Saturday’s exercises saw large sections of the city shut down as military vehicles took to the streets with at least 1,000 personnel from the People’s Armed Police, part of China’s armed forces responsible for law enforcement and internal security during peacetime.
Exiled Uighur leader Rebiya Kadeer yesterday led a protest against the violence in Xinjiang outside the Chinese embassy in Tokyo.
Kadeer, the US-based head of the World Uyghur Congress who is visiting Japan, rested a white flower wreath on the embassy’s post box. She was joined by about 30 of her supporters.
“The situation there has been very severe. We have repeatedly called for dialogue with the Chinese government,” she said in a YouTube message recorded on Friday.
“We have called on China to change the policy and protect Uighur people’s human rights, but the government has no intention to listen to us,” she said.
State-run media on Saturday blamed more than 100 people it branded “terrorists” for sparking “riots” in Xinjiang the previous day.
The unrest occurred in the prefecture of Hotan, where a group “[attacked] a number of people with weapons after gathering at local religious venues”, the media said.
It followed clashes on Wednesday which left 35 dead, the worst to hit the western desert region — home to about 10 million members of the Uighur minority — since the 2009 riots.
“This is an overt provocation to the security of people’s lives and the country’s unity, which should be severely cracked down on with decisive measures since terrorism is the enemy of mankind,” the Xinhua commentary said yesterday.

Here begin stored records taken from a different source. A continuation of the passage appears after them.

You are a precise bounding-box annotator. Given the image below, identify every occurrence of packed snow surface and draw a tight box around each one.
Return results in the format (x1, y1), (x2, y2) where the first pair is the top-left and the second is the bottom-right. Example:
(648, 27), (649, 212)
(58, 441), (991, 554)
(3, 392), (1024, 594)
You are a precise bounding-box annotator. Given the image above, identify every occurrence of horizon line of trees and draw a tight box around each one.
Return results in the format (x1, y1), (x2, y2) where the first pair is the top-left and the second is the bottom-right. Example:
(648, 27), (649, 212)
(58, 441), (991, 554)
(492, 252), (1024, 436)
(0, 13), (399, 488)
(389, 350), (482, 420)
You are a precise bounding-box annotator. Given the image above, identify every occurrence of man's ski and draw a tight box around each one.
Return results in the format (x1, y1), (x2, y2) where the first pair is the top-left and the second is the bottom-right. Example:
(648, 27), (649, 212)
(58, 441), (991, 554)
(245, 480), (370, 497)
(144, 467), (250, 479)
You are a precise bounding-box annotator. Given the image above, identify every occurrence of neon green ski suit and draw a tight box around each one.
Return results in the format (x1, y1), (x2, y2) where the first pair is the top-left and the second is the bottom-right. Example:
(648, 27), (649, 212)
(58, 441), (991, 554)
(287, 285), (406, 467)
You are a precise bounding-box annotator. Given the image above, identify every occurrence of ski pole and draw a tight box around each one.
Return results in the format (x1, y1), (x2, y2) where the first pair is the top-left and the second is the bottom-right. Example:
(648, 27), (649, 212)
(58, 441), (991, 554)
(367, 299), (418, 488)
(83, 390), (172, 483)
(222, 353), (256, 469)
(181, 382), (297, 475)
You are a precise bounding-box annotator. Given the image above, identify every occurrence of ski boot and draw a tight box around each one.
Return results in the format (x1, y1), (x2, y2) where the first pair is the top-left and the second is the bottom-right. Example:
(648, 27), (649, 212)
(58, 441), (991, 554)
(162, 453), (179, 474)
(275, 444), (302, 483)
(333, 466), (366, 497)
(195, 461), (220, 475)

“The atrocity was not a consequence of ethnic disputes or religious disagreements in Xinjiang,” it added, claiming that the unrest was due to an “intention to disrupt social stability and sabotage interests of the whole Chinese nation.”
Xinhua also reported yesterday that police had detained the “only rioter at large” following Wednesday’s violence.
Previous reports said 11 men were killed, while another four were arrested at the scene.
Hotan has reportedly been under a curfew since Friday night, and searches for the town on Chinese microblogging site Sina Weibo were blocked yesterday.
Meanwhile, the Web site of the Xinjiang Daily newspaper reported yesterday that 19 people had been arrested for spreading online “rumors.”